8086 how to reverse a byte in a register

Question

How can I reverse a register value at byte level?

mov al,12  -----> how can i reverse al value
to 21

Here's what I have tried :

mov bx,4321      ;i want to make bx 1234

mov cl,04          ;cl for rotation value

xchg bh,bl          ; now bx will 2143  

mov al,bh         ;moving 21 to al

rol al,cl             ; rotate al 4 times  to left now al is 12`

mov bh,al      ; bh is 12 setuped ,time for bl

;---------------------------
mov al,bl   ;moving lower byte  43 to al

rol al,cl     ; rotate 4 times to left now al will 34

mov bl,al      ; moving 34 to bl  

Now bx must contain a reversed number 1234; the problem was the number is in hex that is 10e1h or 4321.

When I reverse it is 1e01h but this value is not expressing 1234.

1234 is 04d2. The value I am getting is 7681d.

Answer 1

While the other answers are giving you a direct solution to your problem, I'd like to write something about the theory because I think it will help you next time:

As you have already written, the decimal number 1234 is written as 4D2 in hexadecimal system and 4321 is written as 10E1.

This means that the operation "reverting a number" leads to different results in different numeral systems:

In decimal system "reverting" 1234 leads to 4321. In hexadecimal system "reverting" 4D2 leads to 2D4. Using a fixed length of 4 hexadecimal digits (16-bit registers!) however "reverting" 04D2 will lead to 2D40...

If some operation only works in a certain base(*), you have to consider the following:

Using a computer working with bytes you can easily perform operations in base-256: xchg bh,bl will "revert" the two digits of the number in base-256 system.

Performing operations in a base 2^N (such as binary, octal or hexadecimal) are possible using shifting and rotating.

However operations on other bases (such as decimal) you will require to calculate the single digits, perform the operation and calculate the (binary) number from the digits.

For reverting a decimal number the following pseudo-code might work:

  A = input (here: 1234)
  B = 0
mainLoop:
  digit =  A mod 10  (get the right digit of A)
  A = A/10           (remove the right digit from A)
  B = 10*B + digit   (append the digit to B)
  if A>0: jump to mainLoop

In assembler the code could look like this:

    mov ax,1234   ; ax = "A" in the pseudo-code
    mov cx,0      ; cx = "B" in the pseudo-code
    mov bx,10     ; The base we are working in
mainLoop:
    xchg ax,cx    ; "mul" can only work with ax
    mul bx        ; Results: ax = "10*B"
                  ;          dx = overflow (typically 0)
    xchg ax,cx    ; Change ax and cx back: cx="10*B"
    mov dx,0      ; Prepare dx for "div"
    div bx        ; Perform division and modulo
                  ; Result:
                  ;   ax = "A/10"
                  ;   dx = "A MOD 10" = "digit"
    add cx,dx     ; "B = 10*B+digit"
    cmp ax,0
    ja mainLoop
                  ; Here cx will contain the "reverted" number

(*) The operation you want to perform is not "reverting a number" but "reverting a decimal number".

Answer 2

For reversing bits in a byte, use a lookup table.
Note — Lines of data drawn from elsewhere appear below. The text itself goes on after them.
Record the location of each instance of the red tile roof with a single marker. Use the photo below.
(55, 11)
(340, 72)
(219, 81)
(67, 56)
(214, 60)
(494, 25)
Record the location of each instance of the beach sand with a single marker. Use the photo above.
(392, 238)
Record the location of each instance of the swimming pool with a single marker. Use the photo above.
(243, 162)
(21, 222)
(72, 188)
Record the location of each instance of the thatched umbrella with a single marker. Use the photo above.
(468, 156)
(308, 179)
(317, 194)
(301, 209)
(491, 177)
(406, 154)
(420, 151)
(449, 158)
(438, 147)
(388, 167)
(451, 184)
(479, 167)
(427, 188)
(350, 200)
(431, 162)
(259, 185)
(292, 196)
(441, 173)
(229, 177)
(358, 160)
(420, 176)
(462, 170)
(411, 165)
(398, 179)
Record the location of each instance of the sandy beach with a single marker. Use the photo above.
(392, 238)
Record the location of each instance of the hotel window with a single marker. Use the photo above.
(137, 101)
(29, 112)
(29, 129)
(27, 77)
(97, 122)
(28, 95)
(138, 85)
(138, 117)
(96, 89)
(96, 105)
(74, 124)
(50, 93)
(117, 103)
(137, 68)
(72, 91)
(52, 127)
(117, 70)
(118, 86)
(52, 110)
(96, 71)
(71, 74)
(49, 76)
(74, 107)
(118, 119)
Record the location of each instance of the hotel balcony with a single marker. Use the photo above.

For reversing bits in a word use the lookup table to reverse the lowest 8 bits, then rol ax,8, then use the lookup table to reverse the other 8 bits.

For reversing (4-bit) nibbles in a byte, use rol al,4. To reverse nibbles in a word use rol al,4; rol ax,8; rol al,4.

For reversing decimal digits in a byte or word; don't. Instead, change the code that prints decimal digits. The reason is that the conversion from integer (e.g. the value 1234) to string (e.g. the characters "1234") typically generates characters in the reverse order and has to do extra work to reverse the characters; so a "print_reversed_decimal()" would do less work (and reversing the number some other way and then reversing it again when it's printed is twice as much work for nothing!). Alternatively you could use BCD instead (where each nibble contains a decimal digit). In this case you can reverse decimal digits by using the "reverse nibbles" approach, and printing the number after becomes much cheaper (shifts and masks instead of division and modulo).

Note that the maths for reversing decimal digits in an integer is something like:

    k = 10000000;
    result = 0;
    while(value > 0) {
        digit = input % 10;
        result += digit * k;
        input /= 10;
        k /= 10;
    }

However, you'd have to determine the right value for k first (which depends on whether leading zeros are ignored or reverse - e.g. if 012 becomes 210 or 021). Also note that this is expensive (divisions, modulo and multiplication inside a loop), which is why you'd want to do everything possible to avoid doing it. Of course if the range of numbers is small enough (e.g. values from 000 to 199 only) then you could use a lookup table to do this quickly.